Leicestershire, in England’s East Midlands, is an astonishing county with a rich history to explore. Visitors can find Iron Age fortifications and splendid Regency castles, as well as medieval cathedrals and early modern halls.
Famously, the county was the secret burial place of the former King Richard III, whose body was discovered near Leicester Cathedral.
Join us on a tour of the county’s 10 best historic sites.
1. Leicester Cathedral
The original Norman church was built some 900 years ago, but most of what can be seen today was added during the Victorian age. Famously, the remains of King Richard III were reburied in Leicester Cathedral in 2015 after they were uncovered nearby on the site of the lost Greyfriars chapel.
In early 2022, major renovation works commenced on the building, with the aim of restoring and revitalising the historic structure.
2. Leicester Guildhall
This timber-framed landmark was constructed in 1390 and used as a meeting place and banquet hall for the Guild of Corpus Christi. The building has survived through many historic events. The city celebrated the defeat of the Spanish Armada in the Guildhall, while during the English Civil War it was looted by Royalist troops. Since the 17th century the building has had a multitude of different uses – as a town hall, library, court, police station and jail.

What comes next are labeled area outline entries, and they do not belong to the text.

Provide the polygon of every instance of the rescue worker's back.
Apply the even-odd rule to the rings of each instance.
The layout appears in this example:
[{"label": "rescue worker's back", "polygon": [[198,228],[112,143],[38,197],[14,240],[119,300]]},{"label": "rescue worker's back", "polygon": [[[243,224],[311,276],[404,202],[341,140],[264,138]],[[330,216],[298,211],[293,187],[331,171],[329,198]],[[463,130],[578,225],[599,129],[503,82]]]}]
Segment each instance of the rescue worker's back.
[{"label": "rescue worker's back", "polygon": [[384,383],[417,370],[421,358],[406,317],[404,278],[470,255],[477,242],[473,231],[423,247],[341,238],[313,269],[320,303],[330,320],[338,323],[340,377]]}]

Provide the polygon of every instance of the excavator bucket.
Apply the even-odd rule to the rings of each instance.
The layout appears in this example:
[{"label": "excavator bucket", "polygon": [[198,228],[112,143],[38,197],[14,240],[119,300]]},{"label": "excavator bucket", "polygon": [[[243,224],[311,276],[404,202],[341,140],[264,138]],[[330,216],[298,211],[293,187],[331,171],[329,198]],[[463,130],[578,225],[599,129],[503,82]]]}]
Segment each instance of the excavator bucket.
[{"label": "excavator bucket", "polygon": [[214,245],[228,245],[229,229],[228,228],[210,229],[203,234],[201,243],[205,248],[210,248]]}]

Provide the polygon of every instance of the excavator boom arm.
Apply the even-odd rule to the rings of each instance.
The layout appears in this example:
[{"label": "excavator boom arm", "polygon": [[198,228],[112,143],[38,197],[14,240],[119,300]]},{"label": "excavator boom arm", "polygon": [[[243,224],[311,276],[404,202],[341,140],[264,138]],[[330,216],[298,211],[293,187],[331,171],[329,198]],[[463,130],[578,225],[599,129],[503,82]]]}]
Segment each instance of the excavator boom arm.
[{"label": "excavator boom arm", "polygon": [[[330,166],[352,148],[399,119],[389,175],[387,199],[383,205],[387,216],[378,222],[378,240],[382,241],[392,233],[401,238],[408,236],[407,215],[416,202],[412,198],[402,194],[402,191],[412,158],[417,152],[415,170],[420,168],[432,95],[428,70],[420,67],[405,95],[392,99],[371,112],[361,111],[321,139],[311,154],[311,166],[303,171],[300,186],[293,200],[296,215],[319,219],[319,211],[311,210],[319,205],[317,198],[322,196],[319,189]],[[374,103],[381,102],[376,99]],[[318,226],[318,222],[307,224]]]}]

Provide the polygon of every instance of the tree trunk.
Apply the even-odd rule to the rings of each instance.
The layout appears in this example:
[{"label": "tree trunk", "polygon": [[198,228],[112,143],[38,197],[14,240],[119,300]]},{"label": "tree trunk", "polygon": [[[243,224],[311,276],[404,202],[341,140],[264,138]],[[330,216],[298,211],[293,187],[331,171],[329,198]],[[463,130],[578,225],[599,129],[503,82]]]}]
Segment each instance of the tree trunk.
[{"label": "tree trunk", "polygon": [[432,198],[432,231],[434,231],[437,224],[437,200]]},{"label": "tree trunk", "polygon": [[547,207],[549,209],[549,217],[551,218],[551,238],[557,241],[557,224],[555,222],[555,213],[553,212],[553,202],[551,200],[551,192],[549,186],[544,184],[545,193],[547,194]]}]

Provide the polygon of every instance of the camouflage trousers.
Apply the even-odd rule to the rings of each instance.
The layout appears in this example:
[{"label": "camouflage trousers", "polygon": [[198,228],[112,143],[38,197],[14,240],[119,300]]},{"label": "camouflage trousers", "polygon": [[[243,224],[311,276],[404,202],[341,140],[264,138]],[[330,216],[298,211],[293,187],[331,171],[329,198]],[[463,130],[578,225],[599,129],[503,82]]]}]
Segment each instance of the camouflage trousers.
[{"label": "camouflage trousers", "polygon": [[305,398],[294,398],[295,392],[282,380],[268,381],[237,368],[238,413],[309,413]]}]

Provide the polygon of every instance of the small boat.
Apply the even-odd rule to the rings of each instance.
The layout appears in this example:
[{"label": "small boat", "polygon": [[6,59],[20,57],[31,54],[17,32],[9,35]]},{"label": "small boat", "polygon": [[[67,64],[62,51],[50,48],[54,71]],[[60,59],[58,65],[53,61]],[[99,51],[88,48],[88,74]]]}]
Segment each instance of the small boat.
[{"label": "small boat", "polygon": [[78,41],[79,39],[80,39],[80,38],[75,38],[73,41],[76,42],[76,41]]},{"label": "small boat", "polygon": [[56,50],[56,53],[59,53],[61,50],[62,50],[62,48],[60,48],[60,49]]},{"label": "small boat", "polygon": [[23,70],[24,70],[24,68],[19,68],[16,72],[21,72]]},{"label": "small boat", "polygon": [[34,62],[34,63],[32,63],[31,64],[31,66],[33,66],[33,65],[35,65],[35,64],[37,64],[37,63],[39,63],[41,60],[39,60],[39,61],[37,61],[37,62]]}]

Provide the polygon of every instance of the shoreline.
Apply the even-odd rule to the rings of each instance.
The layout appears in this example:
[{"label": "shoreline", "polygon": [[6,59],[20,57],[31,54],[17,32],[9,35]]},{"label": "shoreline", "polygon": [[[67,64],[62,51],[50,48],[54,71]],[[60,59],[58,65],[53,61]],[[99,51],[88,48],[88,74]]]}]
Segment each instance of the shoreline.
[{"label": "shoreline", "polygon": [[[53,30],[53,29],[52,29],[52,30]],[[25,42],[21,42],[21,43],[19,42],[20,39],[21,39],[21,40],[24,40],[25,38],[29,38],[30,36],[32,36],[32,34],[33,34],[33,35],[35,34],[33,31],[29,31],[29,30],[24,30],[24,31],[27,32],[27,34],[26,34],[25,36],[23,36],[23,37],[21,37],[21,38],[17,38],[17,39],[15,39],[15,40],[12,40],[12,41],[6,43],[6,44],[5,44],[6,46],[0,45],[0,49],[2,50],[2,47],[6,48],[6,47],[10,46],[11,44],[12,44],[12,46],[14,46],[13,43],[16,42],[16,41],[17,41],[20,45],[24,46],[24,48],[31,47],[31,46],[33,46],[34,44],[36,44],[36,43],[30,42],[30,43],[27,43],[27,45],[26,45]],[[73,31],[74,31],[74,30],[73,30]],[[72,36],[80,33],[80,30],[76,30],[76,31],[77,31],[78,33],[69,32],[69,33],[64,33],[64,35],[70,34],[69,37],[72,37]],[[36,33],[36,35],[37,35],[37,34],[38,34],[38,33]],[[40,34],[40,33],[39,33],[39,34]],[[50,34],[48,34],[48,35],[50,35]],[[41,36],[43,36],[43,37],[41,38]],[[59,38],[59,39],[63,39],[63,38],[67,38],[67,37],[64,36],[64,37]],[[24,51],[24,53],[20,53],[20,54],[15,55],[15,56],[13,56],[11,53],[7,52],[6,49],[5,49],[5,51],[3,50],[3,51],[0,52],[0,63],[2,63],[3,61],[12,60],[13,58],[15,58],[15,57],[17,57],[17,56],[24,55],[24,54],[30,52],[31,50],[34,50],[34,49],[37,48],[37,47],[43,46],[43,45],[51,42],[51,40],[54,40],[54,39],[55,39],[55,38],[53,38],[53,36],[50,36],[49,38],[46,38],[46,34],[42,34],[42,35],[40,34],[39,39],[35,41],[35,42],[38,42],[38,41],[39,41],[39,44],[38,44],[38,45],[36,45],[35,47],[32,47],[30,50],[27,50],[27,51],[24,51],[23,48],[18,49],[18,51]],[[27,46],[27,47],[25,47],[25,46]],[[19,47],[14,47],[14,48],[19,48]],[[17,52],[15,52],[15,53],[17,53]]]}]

These days the old Guildhall serves as a museum detailing Leicester’s medieval history. The building also houses a wide range of musical concerts, plays, comedy performances, craft fairs and exhibitions.
3. Burrough Hill Iron Age Fort
This impressive Iron Age fort can be found on top of the 210m high Burrough Hill. The site was especially active with human activity between 100 BC and 50 AD. Following the end of the Iron Age, farm and pastoral lands took over the hill and surrounding areas.
Burrough Hill Country Park is open to the public. The site is perfect for anybody looking for scenic walks.
4. Leicester Abbey
The ruins of Leicester Abbey can be found north-east of medieval Leicester. The site was originally founded in 1138-1139 and demolished around 1538 following the Dissolution of the Monasteries by King Henry VIII. Throughout the centuries all traces of the Abbey disappeared, before excavation works in the 19th and 20th centuries revealed the plans of the principal buildings.
Today the ruins are open to the public. Visitors can also pass the ruins of Cavendish House, the old gatehouse that was turned into a mansion.
Originally constructed in Norman times, Ashby de la Zouch Castle was the property of the Zouch family until the end of the 14th century, when it passed through a number of hands before landing in the possession of Edward IV’s Chamberlin, William, Lord Hastings in 1462.
Today, Ashby de la Zouch Castle’s ruins are managed by English Heritage, with the site a Grade I listed building. Visitors can immerse themselves in its eminent history, from enjoying entertaining audio tours and exploring its sunken gardens to embarking on tours of its underground passageways.
6. Loughborough Carillon
The 46 meter high memorial tower was built following the end of World War One. Designed by Sir Walter Tapper, construction was completed in 1923, becoming England’s first grand carillon (musical instrument consisting of at least 23 cast bronze bells in fixed suspension).
The tower is the home of the Loughborough Carillon Tower and War Memorial Museum. Visitors can climb up the structure to look over the surrounding area from the balcony.
7. The Old Grammar School
Constructed in 1614 in Market Harborough, the Old Grammar School was originally intended for impoverished children from the town. It was constructed on stilts to allow local farmers’ wives to use the area for their weekly butter market. By the end of the 17th century the majority of attendees were children of the local nobility and gentry. The site served as an educational facility until 1892.
Rooms of the Old Grammar School can be booked for personal and professional events.
8. Grace Dieu Priory
This small Augustinian nunnery was founded in the mid 13th century near modern day Thringstone village. Like many other monasteries, Grace Dieu Priory was dismantled following King Henry VIII religious reforms in the 16th century. The site has become famous for being allegedly the home of many female ghosts dressed in either white or grey.
The ruins provide a stunning backdrop and are open to the public. Visitors can take part in one of the many guided walks around the former nunnery.
9. Belvoir Castle
The magnificent Belvoir Castle was built between 1801 to 1832. The site had been the home to three earlier fortifications, with the earliest being from Norman times (11th century). It served as the ancestral home of the Duke of Rutland, who to this day own the land and the property. It is said that Belvoir Castle is one of the finest examples of Regency architecture in the country.
The Castle together with the estate gardens are open to the public. The site is also home to a lovely tearoom and a wide range of events. Guests can stay in one of the many holiday cottages or camp outside in one of the Bell Tents provided by the estate.
10. Great Central Railway
Leicestershire is one of the only place in the world where visitors can see full size steam engines passing each other. The Great Central Railway is the only double track in the UK. The line goes from Leicester to Loughborough and back.
The Great Central Railway is a perfect place the relive the excitement of the steam era with trains running every weekend of the year.